Page Comparison

...

Discussion
- Kimball: this is exactly how OpenEXR works. Did you get to use the decoding pipeline in the core library? Both tiles and scanlines are called chunks. This was precise idea around having the decoding pipeline. Local header was the only thing I didn’t know whether we needed to do something custom. Depending on zip or zips compression, 1 vs 16 scanlines of data. Maybe too large for DS. Maybe we have a zipg for custom number? Do we need to skip the local header in the EXR file? Mostly sanity checking in local header. Could elide some of that. Have you played with that?
- Rus: that was the plan but never got to it. Even if it was 16 scanlines, it’s not a constant size. Needs to be a constant size. Example 8k texture vs 4k texture.
- Kimball: We can pad it to be a constant size if that helps.
- Rus: so instead of 16 scanlines, needs to be 10mb so it’s a constant size.
- Kimball: for direct storage
- Rus: yes. When I compress an entire file as one chunk, it is inefficient, becomes slower than uncompressed approach. Chunkage is important to the DS performance.
- Kimball: really about how to get GDeflate to give you a consistent size? It’s in each fragment correct?
- Rus: Yes the individual part is what has been compressed. All 64kb when uncompressed. That header generated by DS GDeflate when compressed on GPU.
- Rod: to what degree do we want to consider making legal EXR files that happen to have this data in it? And what are the extension roots you are considering?
- Kimball: is direct storage header public information?
- Rus: somewhat not official guideline. Available as an example on their repository. Fragment size “unlikely to change” but the header could be changed by MS. If support DS 1.2, keep up to date with how they do their headers.
- Rod: not change MS would consider lightly. But if they do update we would have to know.
- Kimball: have we taled to MS to formalize this header definition.
- Rus: no, that would be next step.
- Nick: Each fragment independent or share a dictionary?
- Rus: completely independent. Only common thing is the header.
- Kimball: Mark Liani has created a branch where he wired in GDeflate as an option into EXR in a branch. Have not looked at it yet.
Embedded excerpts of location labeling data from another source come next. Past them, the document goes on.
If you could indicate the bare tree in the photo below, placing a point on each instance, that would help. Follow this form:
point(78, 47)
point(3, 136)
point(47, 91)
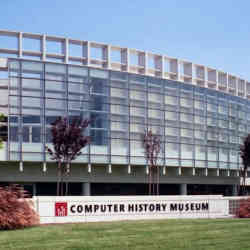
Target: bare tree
point(152, 146)
point(68, 139)
point(245, 156)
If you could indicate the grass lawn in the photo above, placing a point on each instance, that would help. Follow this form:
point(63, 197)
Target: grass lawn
point(171, 234)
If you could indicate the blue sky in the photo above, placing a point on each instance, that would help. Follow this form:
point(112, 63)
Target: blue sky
point(213, 33)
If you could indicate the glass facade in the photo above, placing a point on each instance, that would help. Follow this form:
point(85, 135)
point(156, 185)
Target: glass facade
point(199, 127)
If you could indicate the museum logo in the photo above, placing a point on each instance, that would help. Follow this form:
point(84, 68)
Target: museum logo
point(61, 209)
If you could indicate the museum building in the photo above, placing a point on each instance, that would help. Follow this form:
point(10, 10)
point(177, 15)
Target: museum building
point(200, 113)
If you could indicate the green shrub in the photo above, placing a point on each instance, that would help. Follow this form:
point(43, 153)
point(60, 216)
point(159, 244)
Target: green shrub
point(15, 210)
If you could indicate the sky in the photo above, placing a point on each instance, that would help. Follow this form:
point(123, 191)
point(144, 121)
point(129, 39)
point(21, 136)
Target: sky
point(213, 33)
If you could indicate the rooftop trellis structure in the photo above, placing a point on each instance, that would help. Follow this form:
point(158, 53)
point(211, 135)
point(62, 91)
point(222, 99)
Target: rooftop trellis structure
point(66, 50)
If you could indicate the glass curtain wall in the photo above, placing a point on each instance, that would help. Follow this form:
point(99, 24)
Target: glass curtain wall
point(198, 127)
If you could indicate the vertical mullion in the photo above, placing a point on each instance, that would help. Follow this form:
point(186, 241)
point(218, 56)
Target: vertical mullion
point(20, 124)
point(43, 120)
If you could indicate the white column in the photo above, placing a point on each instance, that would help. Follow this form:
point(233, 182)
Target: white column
point(86, 189)
point(183, 189)
point(235, 190)
point(34, 189)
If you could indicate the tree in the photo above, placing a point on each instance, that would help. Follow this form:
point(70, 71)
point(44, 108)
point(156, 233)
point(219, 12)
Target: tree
point(68, 139)
point(152, 146)
point(245, 156)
- Rus: can run on whole data but not as efficient.
- Kimball: if define a zipg, we would have to go through ability to break into chunks
- Rod: also have to add the writing code. Not really MS code as long as the header doesn’t change.
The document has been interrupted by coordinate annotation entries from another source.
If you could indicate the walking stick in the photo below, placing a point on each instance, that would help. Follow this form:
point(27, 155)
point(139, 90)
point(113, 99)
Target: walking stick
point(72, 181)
- Rod: Larry, have you worked on this yet.
- Larry: no but I’d like to use. But it needs to have a plausible path on all platforms, GPU, CPU.
- Rod: my understanding is that it is working.
- Rus: we will be able to take advantage of this and provide each individual chunk to the GPU, skip system memory and CPU side.
- Larry: I like it a lot.
- Rus: from point of view of OpenEXR it’s a different way of storing things. For us to use GDeflate would just be a juggling of how data is stored. Lose half a sec on decompression on the CPU side.
- Larry: thoughts are what new APIs do we need in OpenEXR to support this? We haven’t talked about giving a GPU side destination for things. Do you want uncompressed pixels? Do you want to just get the compressed chunk? No notion of async calls yet. Not of it extremely diff but need to think of the overall implications, how it interacts with the other APIs. Haven’t yet gone as far of mapping back the core work to the C++ API to support threading. Timing is good to think this stuff through.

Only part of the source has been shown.